Some Thoughts on Democratic Norms

The Roberts court may represent a deviation from democratic norms. But for black Americans, those norms were long abandoned.

UPDATE: Comments back open.

My label-mate Jim Fallows, on the dangers of the Roberts court:

Liberal democracies like ours depend on rules but also on norms -- on the assumption that you'll go so far, but no further, to advance your political ends. The norms imply some loyalty to the system as a whole that outweighs your immediate partisan interest. Not red states, nor blue states, but the United States of America. It was out of loyalty to the system that Al Gore stepped aside after Bush v. Gore. Norms have given the Supreme Court its unquestioned legitimacy. The Roberts majority is barreling ahead without regard for the norms, and it is taking the court's legitimacy with it.
I agree with a lot of this -- and yet I wonder how it squares with history. I feel like a broken record, but on the front of anti-black prejudice, for roughly 100 years these norms were effectively abandoned. More to the point, that 100 years begins with an apocalyptic war which began because as an outright rejection of those norms. The epoch following is basically instance after instance of the country violating its democratic norms.

Jim characterizes the current state of our politics as "a kind of long-term coup," in undemocratic (if constitutional) means are pedantically employed (the grand uptick in filibuster, for instance) to radical ends. And yet this sent me back to thinking on the only coup d'etat in American history. It was barely 100 years ago.

Or consider the following specimen:
We did not disfranchise the negroes until 1895. Then we had a constitutional convention convened which took the matter up calmly, deliberately, and avowedly with the purpose of disfranchising as many of them as we could under the fourteenth and fifteenth amendments. We adopted the educational qualification as the only means left to us, and the negro is as contented and as prosperous and as well protected in South Carolina to-day as in any State of the Union south of the Potomac. 

He is not meddling with politics, for he found that the more he meddled with them the worse off he got. As to his "rights" -- I will not discuss them now. We of the South have never recognized the right of the negro to govern white men, and we never will. We have never believed him to be equal to the white man, and we will not submit to his gratifying his lust on our wives and daughters without lynching him. I would to God the last one of them was in Africa and that none of them had ever been brought to our shores. But I will not pursue the subject further.
That is South Carolina Senator "Pitchfork" Ben Tillman. His address was not delivered in the backwoods of his home state, before a rally of Klansmen, but on the floor of the United States Senate (!) in 1900. The Tillman tradition of openly attacking democracy, and flouting the Constitution continued right up into the 1960s. And some would argue, that around the country, it continues to this very day.
All of this is to say, I wonder at the strength and nature of our democratic norms. Was there ever a time where our representatives seriously placed loyalty to democracy over partisan interests? And granting that there was, what was that compromise, that sacrifice, premised on? What undergirded our democratic virtue? Was it the promise that, in a country explicitly understood as constructed for the white man, the majority could never sink as low as the cursed minority?

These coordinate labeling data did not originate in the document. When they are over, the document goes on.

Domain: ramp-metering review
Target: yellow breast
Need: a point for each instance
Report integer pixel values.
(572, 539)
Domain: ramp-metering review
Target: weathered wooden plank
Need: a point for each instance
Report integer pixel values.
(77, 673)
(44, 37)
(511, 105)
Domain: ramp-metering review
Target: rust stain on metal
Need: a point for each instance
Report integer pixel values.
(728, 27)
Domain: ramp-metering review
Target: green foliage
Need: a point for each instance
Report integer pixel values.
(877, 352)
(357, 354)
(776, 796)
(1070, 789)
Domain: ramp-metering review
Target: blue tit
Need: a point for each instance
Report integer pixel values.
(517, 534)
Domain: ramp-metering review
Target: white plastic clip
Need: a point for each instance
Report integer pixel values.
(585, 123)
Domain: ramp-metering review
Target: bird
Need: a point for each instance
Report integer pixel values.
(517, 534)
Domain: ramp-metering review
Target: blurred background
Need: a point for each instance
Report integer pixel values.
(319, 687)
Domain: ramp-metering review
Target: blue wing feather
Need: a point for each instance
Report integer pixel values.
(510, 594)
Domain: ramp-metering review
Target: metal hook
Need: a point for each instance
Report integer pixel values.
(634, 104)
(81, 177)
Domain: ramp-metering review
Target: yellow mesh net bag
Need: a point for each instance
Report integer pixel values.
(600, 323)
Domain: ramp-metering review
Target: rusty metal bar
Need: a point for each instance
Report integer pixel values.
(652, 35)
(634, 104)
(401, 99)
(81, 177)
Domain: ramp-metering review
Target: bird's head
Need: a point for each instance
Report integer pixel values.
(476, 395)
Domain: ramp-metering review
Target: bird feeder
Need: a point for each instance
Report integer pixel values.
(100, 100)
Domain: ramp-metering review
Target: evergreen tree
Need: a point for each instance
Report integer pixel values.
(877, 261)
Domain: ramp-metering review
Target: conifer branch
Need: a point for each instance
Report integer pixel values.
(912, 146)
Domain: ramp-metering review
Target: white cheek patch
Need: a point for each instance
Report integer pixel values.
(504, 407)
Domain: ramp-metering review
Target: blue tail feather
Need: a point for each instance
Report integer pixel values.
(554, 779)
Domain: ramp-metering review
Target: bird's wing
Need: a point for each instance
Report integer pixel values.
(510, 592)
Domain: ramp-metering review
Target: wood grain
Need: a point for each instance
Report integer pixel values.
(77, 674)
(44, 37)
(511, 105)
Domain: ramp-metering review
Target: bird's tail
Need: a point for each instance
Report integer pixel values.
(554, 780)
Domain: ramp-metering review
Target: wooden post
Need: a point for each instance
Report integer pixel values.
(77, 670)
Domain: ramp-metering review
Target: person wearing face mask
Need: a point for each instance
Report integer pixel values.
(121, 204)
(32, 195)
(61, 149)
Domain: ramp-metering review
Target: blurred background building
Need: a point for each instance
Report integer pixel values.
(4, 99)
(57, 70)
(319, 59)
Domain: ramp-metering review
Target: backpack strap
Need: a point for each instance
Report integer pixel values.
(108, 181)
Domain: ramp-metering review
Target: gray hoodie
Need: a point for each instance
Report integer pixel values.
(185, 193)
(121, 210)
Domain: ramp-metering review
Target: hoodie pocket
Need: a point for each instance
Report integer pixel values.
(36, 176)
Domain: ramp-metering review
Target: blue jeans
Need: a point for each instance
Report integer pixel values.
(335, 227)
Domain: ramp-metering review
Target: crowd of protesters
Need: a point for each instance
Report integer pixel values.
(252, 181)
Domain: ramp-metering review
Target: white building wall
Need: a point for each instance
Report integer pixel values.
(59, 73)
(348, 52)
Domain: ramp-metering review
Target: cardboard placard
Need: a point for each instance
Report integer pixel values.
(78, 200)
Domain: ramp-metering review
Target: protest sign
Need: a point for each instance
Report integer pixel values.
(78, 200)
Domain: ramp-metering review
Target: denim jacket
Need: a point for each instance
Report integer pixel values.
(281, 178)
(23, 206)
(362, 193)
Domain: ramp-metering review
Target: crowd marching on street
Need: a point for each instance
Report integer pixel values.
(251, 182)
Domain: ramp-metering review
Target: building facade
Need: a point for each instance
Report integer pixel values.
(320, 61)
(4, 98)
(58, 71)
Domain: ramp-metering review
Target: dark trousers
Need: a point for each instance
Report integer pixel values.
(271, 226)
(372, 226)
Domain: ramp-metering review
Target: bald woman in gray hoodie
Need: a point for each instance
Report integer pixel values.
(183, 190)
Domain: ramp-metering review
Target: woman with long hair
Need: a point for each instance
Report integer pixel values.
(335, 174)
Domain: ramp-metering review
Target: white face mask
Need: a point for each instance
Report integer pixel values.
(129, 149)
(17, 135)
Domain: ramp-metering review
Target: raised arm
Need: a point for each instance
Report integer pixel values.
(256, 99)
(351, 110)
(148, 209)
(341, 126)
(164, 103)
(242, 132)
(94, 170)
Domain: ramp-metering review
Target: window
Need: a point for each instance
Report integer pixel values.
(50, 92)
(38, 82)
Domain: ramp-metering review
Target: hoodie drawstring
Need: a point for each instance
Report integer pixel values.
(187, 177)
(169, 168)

If we grant that the past few decades have been a particularly trying time for our democracy, is it mere coincidence that this happens just as African-American power begins to morph into reality?

We know that Morgan effectively argued that American slavery was the midwife of American freedom? We know that our great senators John C. Calhoun...

With us the two great divisions of society are not rich and poor, but white and black; and all the former, the poor as well as the rich, belong to the upper class, and are respected and treated as equals.

And Robert Byrd...

I am a typical American, a southerner and 27 years of age.... I am loyal to my country and know but reverence to her flag, BUT I shall never submit to fight beneath that banner with a negro by my side. Rather I should die a thousand times, and see Old Glory tramped in the dirt never to rise again, than to see this beloved land of ours become degraded by race mongrels, a throw back to the blackest specimen from the wilds.

Both found, at varying points in their lives, white supremacy to be central to the idea of America. And we know that Florida 200, has special meaning for African-Americans. And we know that the present issue can not be disentangled from race:

The findings presented show that racial attitudes were both an important determinant of white Americans' health care opinions in the fall of 2009 and that their influence increased significantly after President Obama became the face of the policy. Moreover, results from a nationally representative survey experiment show that racial attitudes had a significantly greater impact on health care opinions when framed as part President Obama's plan than they had when the exact same policies were attributed to President Clinton's 1993 health care initiative. Obama also appears to be driving the policy preferences of blacks and whites farther apart. With over 80 percent of African-Americans consistently supporting Obama's health care reform plan, the 2009-2010 racial divide in health care opinions was roughly 20 percentage points larger than it was for President Clinton's health care plan back in 1993-1994.

I don't know how it all connects. Maybe it doesn't. But I keep seeing this recurrence--most spectacularly in the Civil War--wherein great fights over our democracy, are so often close to fights over whiteness and blackness.

Hopefully Jim will forgive my digression. Just thinking out loud, here.